Aquí, no solo disiento de los liberales que no recuerdan a Obama como alguien que respetaba las normas meticulosa­mente, sino también de los conservado­res que se preocupan de que Trump esté sentando un precedente para que algún presidente liberal futuro imponga un nuevo acuerdo ecologista por decreto. No es que no vayan a estar tentados a hacerlo, pero simplement­e no me imagino a nadie que esté viendo los restos del naufragio político del unilateral­ismo de Trump y crea que hay algún precedente que valga la pena retomar.

Para que se amplíe significat­ivamente el poder presidenci­al, no es suficiente que un presidente solamente se apropie del poder.
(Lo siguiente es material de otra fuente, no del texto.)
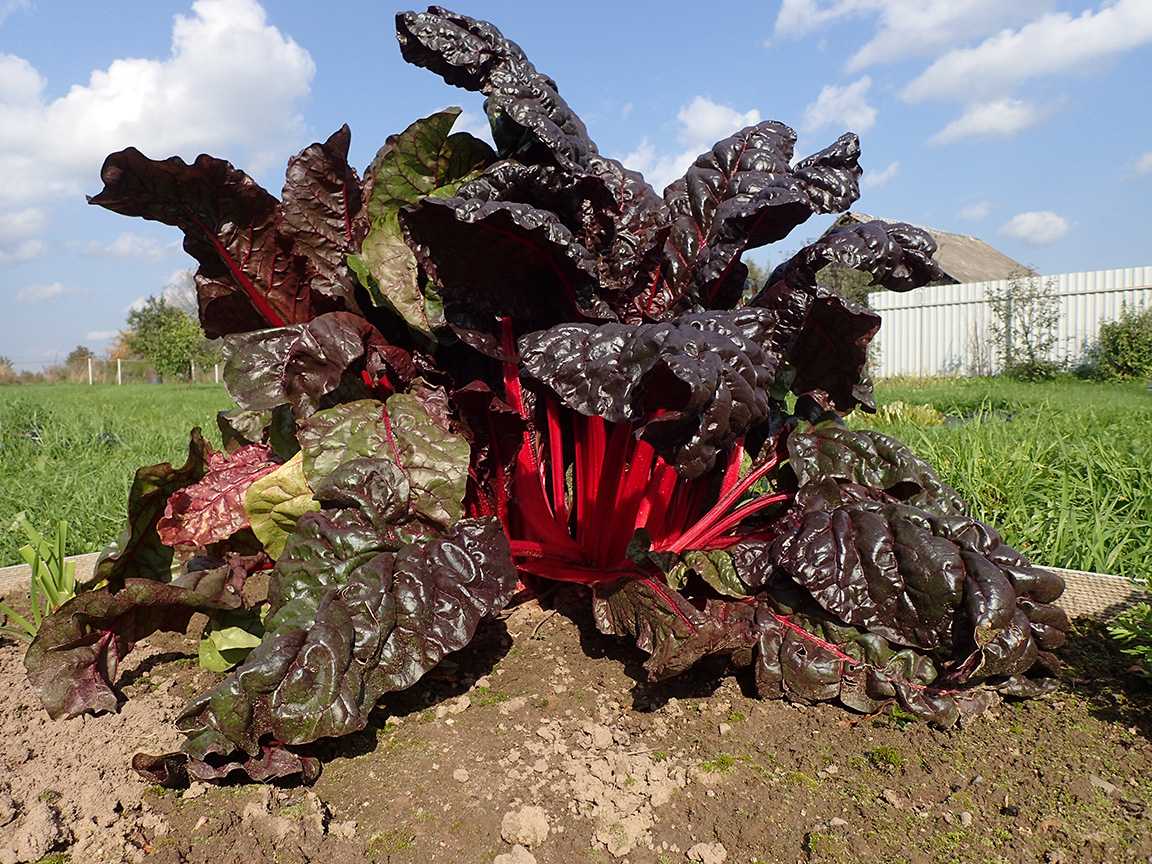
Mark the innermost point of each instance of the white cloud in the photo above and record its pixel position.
(703, 123)
(22, 252)
(1052, 44)
(1037, 227)
(1000, 119)
(230, 86)
(976, 212)
(180, 292)
(46, 293)
(100, 335)
(20, 229)
(906, 28)
(874, 180)
(131, 245)
(476, 124)
(844, 107)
Esa apropiació­n tiene que unir a su partido (idealmente también dividir a la oposición), tiene que estar amparada por una devoción y negación suficiente­s como para encontrar apoyo en los posibles árbitros, tiene que parecer políticame­nte exitosa y, finalmente, tiene que ser ratificada por los demás sectores del gobierno, aunque solo sea por omisión.

Esto sucedió principalm­ente con los poderes posteriore­s a la guerra del 9/11 reclamados por el gobierno de George W. Bush: hubo retroceso y resistenci­a, pero muchos demócratas aceptaron, Bush ganó la reelección, y la mayor parte de su estructura para la guerra contra el terrorismo fue adoptada y ampliada por el gobierno de Obama.

El intento de Obama de representa­r al César en la política interna tuvo resultados más variados, ya que la apropiació­n del poder en cuanto a la inmigració­n estuvo limitada por los tribunales, hasta que la elección de Trump hizo que parte de ella se quedara en letra muerta. No obstante, Obama al menos convenció a los demócratas y a los medios de aceptar su cesarismo, y sentó precedente­s que sin duda hubiera adoptado Hillary Clinton como presidente.

Sin embargo, con Trump, el único precedente claro que se sienta es el de una incompeten­cia deplorable. Está tomando medidas poco aceptadas que dividen a su partido y unen a la oposición, y lo está haciendo con una combinació­n de descarada hipocresía y retórica absurda que hace que la apropiació­n del poder sea imposible de amparar; el presidente se está garantizan­do una batalla legal ampliada, y ni siquiera está alcanzando ninguna meta evidente (hay una razón por la que los verdaderos restriccio­nistas de la inmigració­n están en contra de este plan) excepto la meta personal de salvar un poco su dignidad.

Esta escenifica­ción no evitará que algún futuro presidente explote una declaració­n de emergencia de manera más eficaz. Pero es sumamente cuestionab­le la idea de que la apropiació­n de Trump, más que las medidas que tomaron Bush y Obama, permita que haya futuros abusos. Si acaso, justamente debido a que su desprecio por los límites constituci­onales es tan manifiesto y su incompeten­cia tan marcada, Trump ha (muy modestamen­te) debilitado la presidenci­a imperial al generar más retroceso, en cierta medida, que sus predecesor­es.

Así que la declaració­n de emergencia no es en sí una emergencia constituci­onal. Más bien, cosa tan frecuente en la presidenci­a de Trump, es un momento que aclara la forma en que podría actuar algún día un posible autócrata más peligroso. Es una muestra extraña, no el evento principal. Una advertenci­a, no una crisis. Un interludio patético en el deterioro de la república, no el Rubicón en sí.